After our overnight stay and breakfast at the Red Lion we drive back up the steep hill to the visitor centre car park to meet our friendly taxi driver. He turns out to also run the village b and b and gives a real insight into living in the village – carting (literally) food and coal to his home and serving double yolk fried eggs to a customer this morning who only ate the white. We come to a stop along the quiet lanes as he says hi to the local chicken farmer.
We start our walk above the quay where the path leaves the road, by Rocket House, and we set to, walking poles swaying, over Warren Cliff towards the ruined tower
The going tarts easy on open grass and perfect for our gentle warm up before descending gently to Blackpool Mill with its solitary house and high stone bridge over the stream.
Climbing the other side over Blagberry Cliff the scenery couldn’t be more perfect – white fluffy clouds over a blue sky, grassed covered hilltops and field filled with wavy grass and umbels of wild carrot.
Cross the waterfall, say hello to the grazing goats who appear unsure about posing for their photograph! Then not wanting to disturb a sparrowhawk hovering over its prey we stop for a while and admire. Nigel looks relaxed posing for his photo at Gull Rock, we were unaware of how tough the walk ahead was.
We cross the stream at Smoothlands and look back at the perfect dipping pool and waterfall, then at Blagdon Cliff catch our first glimpse of the Hartland Point lighthouse perched at the bottom of the point. Arriving at the point we join a small cluster of people huddled at the railings looking over, then walk down to the road and peer through the gate leading to the lighthouse. We cannot see much more than the road winding round the cliff.
Our taxi driver had mentioned the possibility of the tiny café being open, thankfully it is and we stop and enjoy a yummy tiffin. A concrete block near the café turns out to be something more significant – this area was part of a radar chain during the second world war, detecting low flying enemy aircraft.
Hartland Point RAF – North Devon Coast (northdevon-aonb.org.uk)
West Titchberry Cliff turns to East Titchberry cliff as we weave through the hedge rowed paths enjoying the sweet scent of honeysuckle. We guess this is the halfway point of todays walk as stop to chat to a couple of ladies we had met at the Red Lion this morning who were doing the walk in the opposite direction.
The wildflower field margins they tell us about are stunning, although the long grass soon seeps into my trousers and boots and I squelch my way onwards.
The path is a little inland from the top of the cliff – field to our right and woodland to our left, offering just a few glimpses out to sea. We give up waiting for that bench with a sea view and flop on the edge of a field to enjoy our picnic. We then find ourselves in a magical little wet woodland with a bridge, the paths lined with mosses and ferns, reminding me of the Rye to Hastings Walk many years ago now.
We “walk in the steps of our ancestors” over Windbury Hillfort.

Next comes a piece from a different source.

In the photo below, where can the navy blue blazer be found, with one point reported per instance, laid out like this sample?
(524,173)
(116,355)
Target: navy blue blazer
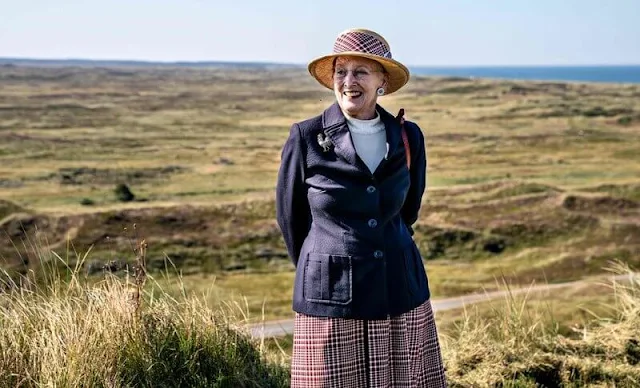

So many people have stopped for a chat today – the next lady as walked all the way from Barnstable over the last few days and tells us how “long and boring” the Tarka Trail section is. But to be honest I am yearning for a bit of flat ground!
We are now four hours into todays walks and the going is tough as we stumble over stones, down steep steps along field edges and through more woodland to Mouthmill Beach. We take a detour passed the deserted limekiln and graffiti painted structures to the rocky beach and look out to the awesome angled Blackchurch Rock. I’d seen a programme about crazy people climbing this rock, but I guess the view from the top must be worth the risk.
From here to Clovelly, we are in woodland following a gravel path with a very occasional glimpse through to the sea. Wooden carved points, painted green atop gate posts, symbolise that we are now on the Clovelly estate. We stop at the amazing carved shelter known as Angel Wings and pose for a photo under the “wings”, then into the deer-park like estate where the path pops out on the road between the Red Lion and the village.
Our car is waiting for us in the car park, its only just 4 o’ clock and we have a tent to pitch, so we leave Clovelly behind and head north towards Appledore.